Gossamer Forum
Home : Products : Gossamer Links : Discussions :

DMOZ import question

Quote Reply
DMOZ import question
For my directory, I would like to have sub cats of DMOZ's Top/Arts, Top/Health, Top/Recreation and Top/Society. Is there an easier way to import these than importing the entire database and then trimming unwanted cats?

Thanks in advance.
Quote Reply
Re: [lennie] DMOZ import question In reply to
Yep, cut it into chunks.
Quote Reply
Re: [Paul] DMOZ import question In reply to
Cool, I have a perl script that Andy wrote (http://www.gossamer-threads.com/...=dmoz%20perl;#242443) to cut the content file into 17 pieces. How do I combine the data?

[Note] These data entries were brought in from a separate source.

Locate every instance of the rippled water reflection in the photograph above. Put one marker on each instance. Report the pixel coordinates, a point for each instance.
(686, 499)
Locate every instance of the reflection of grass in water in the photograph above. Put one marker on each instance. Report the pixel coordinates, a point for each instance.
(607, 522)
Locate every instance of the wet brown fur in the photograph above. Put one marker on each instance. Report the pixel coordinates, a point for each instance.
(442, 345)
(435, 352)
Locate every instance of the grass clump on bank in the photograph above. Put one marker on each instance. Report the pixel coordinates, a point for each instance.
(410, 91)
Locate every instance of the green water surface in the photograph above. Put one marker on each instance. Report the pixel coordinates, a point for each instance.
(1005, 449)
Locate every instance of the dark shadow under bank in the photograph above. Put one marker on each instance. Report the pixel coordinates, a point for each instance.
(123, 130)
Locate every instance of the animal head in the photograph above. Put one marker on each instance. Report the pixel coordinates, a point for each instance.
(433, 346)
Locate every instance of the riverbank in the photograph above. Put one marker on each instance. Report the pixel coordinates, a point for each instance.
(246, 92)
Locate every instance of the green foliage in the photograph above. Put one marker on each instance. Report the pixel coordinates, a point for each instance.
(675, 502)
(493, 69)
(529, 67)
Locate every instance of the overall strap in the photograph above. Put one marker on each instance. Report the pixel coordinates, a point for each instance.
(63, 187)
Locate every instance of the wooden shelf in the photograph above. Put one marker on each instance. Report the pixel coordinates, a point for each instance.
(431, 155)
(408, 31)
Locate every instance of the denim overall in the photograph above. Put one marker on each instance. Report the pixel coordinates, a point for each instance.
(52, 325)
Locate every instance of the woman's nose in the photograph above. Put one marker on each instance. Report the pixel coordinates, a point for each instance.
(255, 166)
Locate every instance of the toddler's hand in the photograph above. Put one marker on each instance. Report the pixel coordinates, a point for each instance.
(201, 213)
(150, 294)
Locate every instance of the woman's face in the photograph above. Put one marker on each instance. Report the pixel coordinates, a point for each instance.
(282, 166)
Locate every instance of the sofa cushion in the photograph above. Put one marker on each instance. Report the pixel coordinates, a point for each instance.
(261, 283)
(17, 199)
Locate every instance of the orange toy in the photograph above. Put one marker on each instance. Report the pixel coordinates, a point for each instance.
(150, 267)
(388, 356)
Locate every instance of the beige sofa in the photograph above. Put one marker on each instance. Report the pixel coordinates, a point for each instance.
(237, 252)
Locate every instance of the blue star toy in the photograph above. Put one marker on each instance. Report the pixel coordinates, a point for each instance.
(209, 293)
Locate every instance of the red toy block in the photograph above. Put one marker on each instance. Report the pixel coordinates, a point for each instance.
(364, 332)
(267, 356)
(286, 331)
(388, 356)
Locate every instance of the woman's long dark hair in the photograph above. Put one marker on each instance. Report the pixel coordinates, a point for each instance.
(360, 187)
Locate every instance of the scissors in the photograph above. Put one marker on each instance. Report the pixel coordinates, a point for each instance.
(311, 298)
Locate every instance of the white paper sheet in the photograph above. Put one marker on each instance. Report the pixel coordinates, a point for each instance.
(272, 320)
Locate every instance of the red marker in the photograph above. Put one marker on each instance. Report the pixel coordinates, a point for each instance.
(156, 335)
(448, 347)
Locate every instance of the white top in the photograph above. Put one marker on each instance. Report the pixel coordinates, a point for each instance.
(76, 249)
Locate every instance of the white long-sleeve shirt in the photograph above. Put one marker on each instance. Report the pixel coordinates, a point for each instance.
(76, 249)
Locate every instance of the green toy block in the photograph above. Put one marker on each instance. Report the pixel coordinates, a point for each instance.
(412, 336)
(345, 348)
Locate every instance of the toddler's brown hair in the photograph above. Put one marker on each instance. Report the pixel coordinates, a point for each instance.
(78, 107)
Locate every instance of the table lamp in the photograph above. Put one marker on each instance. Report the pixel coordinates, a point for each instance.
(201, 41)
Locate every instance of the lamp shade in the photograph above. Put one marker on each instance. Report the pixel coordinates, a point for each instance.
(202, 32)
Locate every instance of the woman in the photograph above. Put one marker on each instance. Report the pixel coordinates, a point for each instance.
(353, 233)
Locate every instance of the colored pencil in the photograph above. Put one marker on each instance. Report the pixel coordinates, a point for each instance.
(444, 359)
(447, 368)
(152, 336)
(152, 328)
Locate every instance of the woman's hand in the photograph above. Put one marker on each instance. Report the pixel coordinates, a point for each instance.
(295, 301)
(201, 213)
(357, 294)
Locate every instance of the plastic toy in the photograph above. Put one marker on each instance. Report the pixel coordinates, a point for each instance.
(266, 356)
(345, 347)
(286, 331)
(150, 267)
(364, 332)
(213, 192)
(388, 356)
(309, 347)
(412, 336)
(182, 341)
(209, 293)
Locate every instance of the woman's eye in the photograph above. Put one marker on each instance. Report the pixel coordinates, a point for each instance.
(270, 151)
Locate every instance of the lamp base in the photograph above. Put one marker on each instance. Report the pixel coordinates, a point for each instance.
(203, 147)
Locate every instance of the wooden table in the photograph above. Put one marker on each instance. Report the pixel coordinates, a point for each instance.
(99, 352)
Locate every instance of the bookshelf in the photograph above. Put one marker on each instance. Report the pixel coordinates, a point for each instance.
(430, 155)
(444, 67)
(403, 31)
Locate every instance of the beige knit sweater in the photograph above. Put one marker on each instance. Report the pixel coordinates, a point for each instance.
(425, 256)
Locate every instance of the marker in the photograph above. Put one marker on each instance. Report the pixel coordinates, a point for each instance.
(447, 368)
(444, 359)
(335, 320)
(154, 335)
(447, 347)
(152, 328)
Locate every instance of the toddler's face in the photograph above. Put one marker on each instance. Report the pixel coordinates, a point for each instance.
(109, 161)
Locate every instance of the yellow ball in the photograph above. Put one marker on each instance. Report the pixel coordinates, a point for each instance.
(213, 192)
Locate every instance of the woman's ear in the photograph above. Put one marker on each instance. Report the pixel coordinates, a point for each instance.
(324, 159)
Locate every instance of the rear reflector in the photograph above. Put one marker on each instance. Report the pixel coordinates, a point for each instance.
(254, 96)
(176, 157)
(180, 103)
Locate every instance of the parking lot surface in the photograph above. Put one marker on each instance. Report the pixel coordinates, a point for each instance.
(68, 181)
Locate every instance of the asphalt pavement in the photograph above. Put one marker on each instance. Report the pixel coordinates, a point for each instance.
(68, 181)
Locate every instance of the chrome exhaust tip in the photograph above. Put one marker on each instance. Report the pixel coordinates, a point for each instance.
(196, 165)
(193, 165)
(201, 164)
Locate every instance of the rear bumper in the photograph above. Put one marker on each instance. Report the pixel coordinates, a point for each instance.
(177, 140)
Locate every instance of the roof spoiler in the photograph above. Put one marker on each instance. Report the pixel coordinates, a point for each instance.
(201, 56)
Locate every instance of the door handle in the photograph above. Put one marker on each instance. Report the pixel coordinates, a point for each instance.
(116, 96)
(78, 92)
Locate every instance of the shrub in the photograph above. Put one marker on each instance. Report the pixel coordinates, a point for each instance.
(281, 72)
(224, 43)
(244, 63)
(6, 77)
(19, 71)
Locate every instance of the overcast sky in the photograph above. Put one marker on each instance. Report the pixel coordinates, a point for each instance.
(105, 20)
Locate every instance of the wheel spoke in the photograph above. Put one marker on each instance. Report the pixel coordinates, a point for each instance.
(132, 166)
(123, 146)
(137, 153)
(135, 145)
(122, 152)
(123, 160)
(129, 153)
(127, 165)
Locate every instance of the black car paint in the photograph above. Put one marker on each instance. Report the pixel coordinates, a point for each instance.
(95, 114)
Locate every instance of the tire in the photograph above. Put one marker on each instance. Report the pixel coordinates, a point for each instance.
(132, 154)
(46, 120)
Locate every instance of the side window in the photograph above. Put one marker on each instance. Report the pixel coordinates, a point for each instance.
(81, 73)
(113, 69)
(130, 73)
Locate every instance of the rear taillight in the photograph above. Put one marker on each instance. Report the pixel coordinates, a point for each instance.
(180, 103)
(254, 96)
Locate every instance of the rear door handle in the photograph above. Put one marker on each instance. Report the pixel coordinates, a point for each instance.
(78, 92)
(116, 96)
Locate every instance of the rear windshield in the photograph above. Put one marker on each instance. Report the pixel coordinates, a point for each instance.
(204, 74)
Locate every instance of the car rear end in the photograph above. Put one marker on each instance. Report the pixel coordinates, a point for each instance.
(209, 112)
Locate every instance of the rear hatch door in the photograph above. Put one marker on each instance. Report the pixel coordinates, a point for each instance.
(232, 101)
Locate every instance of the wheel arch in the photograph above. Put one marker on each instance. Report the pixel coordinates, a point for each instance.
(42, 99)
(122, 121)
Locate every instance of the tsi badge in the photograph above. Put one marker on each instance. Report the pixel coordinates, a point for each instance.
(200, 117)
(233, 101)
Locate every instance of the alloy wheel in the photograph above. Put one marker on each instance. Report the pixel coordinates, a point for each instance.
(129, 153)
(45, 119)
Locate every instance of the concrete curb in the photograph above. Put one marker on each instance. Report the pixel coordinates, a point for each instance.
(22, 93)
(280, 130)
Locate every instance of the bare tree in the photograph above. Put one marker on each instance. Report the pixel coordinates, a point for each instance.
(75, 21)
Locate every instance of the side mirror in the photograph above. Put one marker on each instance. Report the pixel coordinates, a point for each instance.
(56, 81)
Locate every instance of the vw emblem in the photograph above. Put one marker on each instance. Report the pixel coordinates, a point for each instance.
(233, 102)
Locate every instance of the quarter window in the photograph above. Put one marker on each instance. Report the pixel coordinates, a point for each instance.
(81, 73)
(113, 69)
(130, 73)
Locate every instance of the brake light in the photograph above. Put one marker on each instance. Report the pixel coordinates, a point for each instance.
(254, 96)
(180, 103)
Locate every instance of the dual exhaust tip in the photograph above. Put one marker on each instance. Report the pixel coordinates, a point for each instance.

Doesn't each import erase the prior one?
Quote Reply
Re: [lennie] DMOZ import question In reply to
Add --rdf-update to the command and it won't overwrite.
Quote Reply
Re: [Paul] DMOZ import question In reply to
Thanks, I will give it a try.
Quote Reply
Re: [lennie] DMOZ import question In reply to
This is what I use;

perl ./admin/nph-import.cgi --import=RDF --source=science.dump.slice --destination=./admin/defs --rdf-category="Top/Science" --rdf-add-date="2001-01-01" --rdf-destination="Science" --rdf-update

Cheers

Andy (mod)
andy@ultranerds.co.uk
Want to give me something back for my help? Please see my Amazon Wish List
GLinks ULTRA Package | GLinks ULTRA Package PRO
Links SQL Plugins | Website Design and SEO | UltraNerds | ULTRAGLobals Plugin | Pre-Made Template Sets | FREE GLinks Plugins!
Quote Reply
Re: [Andy] DMOZ import question In reply to
Andy,
I am trying to get your perl script to run to slice the content.rdf.u8 file. It is already on my server, unzipped. Help please. . .
Quote Reply
Re: [lennie] DMOZ import question In reply to
How are you running it, and what errors are you getting?

Cheers

Andy (mod)
andy@ultranerds.co.uk
Want to give me something back for my help? Please see my Amazon Wish List
GLinks ULTRA Package | GLinks ULTRA Package PRO
Links SQL Plugins | Website Design and SEO | UltraNerds | ULTRAGLobals Plugin | Pre-Made Template Sets | FREE GLinks Plugins!
Quote Reply
Re: [Andy] DMOZ import question In reply to
I named it dmoz.cgi and just tried running it through my browser. I haven't tried to run it via telnet. When running it through the browser I get an internal server error (chmod 755). I also tried removing the part of the script that has the server get and unzip the file since it is already on my server (as dmoz2.cgi).

Thanks in advance!
Quote Reply
Re: [lennie] DMOZ import question In reply to
You *have* to run it via Telnet/SSH. I purposly didn't put a 'header' in it, otherwise grabbing a 900Mb file (content.rdf.u8.gz) is gonna obviously make the script time out.

Cheers

Andy (mod)
andy@ultranerds.co.uk
Want to give me something back for my help? Please see my Amazon Wish List
GLinks ULTRA Package | GLinks ULTRA Package PRO
Links SQL Plugins | Website Design and SEO | UltraNerds | ULTRAGLobals Plugin | Pre-Made Template Sets | FREE GLinks Plugins!
Quote Reply
Re: [Andy] DMOZ import question In reply to
Andy,

I already have the content.rdf.u8 file unzipped and on my server.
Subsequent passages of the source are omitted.